Money makes the world go round and a great deal of money goes around the world. The development of the concept of money ended the era of trade by barter; and now, money is a perfect exchange for goods and services. Interestingly, the development of money also birthed some firms that provide core and ancillary financial services.
For instance, some firms offer banking services to help you to keep your money safely. Other firms serve as intermediaries in facilitating the transfer of money between individuals and corporate entities in order to facilitate trade. Other firms provide loans, credit cards, insurance, wealth management, and investment services among financial services. Interestingly, the advent of traditional financial services companies and the modern FinTech industry creates an environment where people hand over their money to third party firms.
However, some unscrupulous firms have demonstrated unethical business practices in their dealings with their clients. In the last 15 years, financial misconduct has cost UK banks some £53 billion because they lack the checks and balances that could ensure transparency. This piece provides insight on how financial services providers are regulated in the UK for increased customer protection.
Here’s how financial service provider are regulated in the UK
In 2013, the British Government replaced the Financial Services Authority ‘FSA'(which previously had oversight functions on the Financial Industry) with the two distinct regulatory authorities. The Financial Conduct Authority (FCA) and the Prudential Regulation Authority (PRA) are now regulating the financial services industry. The replacement was necessary in order to strengthen the financial system and to make it proactive for the digital age.
The PRA is saddled with the responsibility of providing regulatory and oversight functions to some 1700 banks, investment firms and insurers in order to ensure that they act in fiduciary to consumers. The FCA provides regulatory and oversight functions for promoting competition between financial services providers, enhancing the integrity of the financial industry, and protecting consumers in their financial transactions.
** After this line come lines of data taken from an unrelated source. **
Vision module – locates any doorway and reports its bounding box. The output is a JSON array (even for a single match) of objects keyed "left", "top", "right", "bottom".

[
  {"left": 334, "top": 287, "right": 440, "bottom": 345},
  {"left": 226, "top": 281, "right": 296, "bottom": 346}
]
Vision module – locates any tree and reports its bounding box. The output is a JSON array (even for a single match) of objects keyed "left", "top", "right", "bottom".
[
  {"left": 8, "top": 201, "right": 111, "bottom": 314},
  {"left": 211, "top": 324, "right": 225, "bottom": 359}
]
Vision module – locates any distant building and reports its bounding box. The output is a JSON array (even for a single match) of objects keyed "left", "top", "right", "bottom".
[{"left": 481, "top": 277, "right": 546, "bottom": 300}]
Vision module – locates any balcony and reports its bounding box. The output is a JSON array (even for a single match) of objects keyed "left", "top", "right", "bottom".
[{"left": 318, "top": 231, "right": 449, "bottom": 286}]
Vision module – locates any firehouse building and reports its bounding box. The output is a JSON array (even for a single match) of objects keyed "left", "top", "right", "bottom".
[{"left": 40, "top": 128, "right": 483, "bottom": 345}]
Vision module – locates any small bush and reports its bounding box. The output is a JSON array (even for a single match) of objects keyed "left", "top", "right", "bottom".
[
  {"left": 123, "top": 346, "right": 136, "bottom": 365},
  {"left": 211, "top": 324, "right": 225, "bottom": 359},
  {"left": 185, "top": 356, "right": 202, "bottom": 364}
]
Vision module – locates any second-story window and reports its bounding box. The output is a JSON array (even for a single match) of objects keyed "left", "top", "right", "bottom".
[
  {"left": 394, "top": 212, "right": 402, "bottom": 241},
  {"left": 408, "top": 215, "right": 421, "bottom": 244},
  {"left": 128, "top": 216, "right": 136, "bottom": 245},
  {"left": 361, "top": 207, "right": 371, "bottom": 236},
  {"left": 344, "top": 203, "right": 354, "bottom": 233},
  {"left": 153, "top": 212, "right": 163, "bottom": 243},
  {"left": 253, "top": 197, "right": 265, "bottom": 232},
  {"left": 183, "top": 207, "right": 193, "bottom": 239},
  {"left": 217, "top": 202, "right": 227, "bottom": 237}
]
The PRA and FCA insist on some industry best practices and they conduct stress tests to see the measures that the management of financial services companies have put in place to minimize consumers’ risk. Financial services providers also have to demonstrate their ability to act in the best interests of consumers in practice rather than on paper.
Regulatory requirements that financial services firms must satisfy
The FCA’s role for payment institutions includes the regulation of banks and other companies that handle other people’s money such as money transfer companies. The FCA’s specifically ensures that payment institutions are compliant with regulatory requirements in their daily activities.
In the years past, the financial service industry often finds itself in scandalous events as participants engage in market abuse. In 2014 alone, the FCA fined UK’s top 5 banks a combined £1.12B for questionable ‘FX business practices’. FCA Official observed that “the banks collectively undermined confidence in the UK financial system” and that it was necessary to ensure that financial institutions consistently access and mitigate the risks inherent in their business practices to ensure customer protection.
Interestingly, some stakeholders in the financial services industry think that there is a need for deregulation because the regulatory burden on financial service providers is too much. The proponents of deregulation claim that it takes too much work for financial service providers to deal with separate regulatory requirements from the FCA and the PRA because both regulators have different objectives and approaches.
Nonetheless, there’s no denying the fact that FCA-approved firms and firms living up to the regulations of the PRA provide customers with a high level of confidence when conducting financial transactions. The regulatory requirements are also necessary to sanitize the payment processing industry and to reduce the chances of unethical practices that could cause people to lose faith in the financial services industry.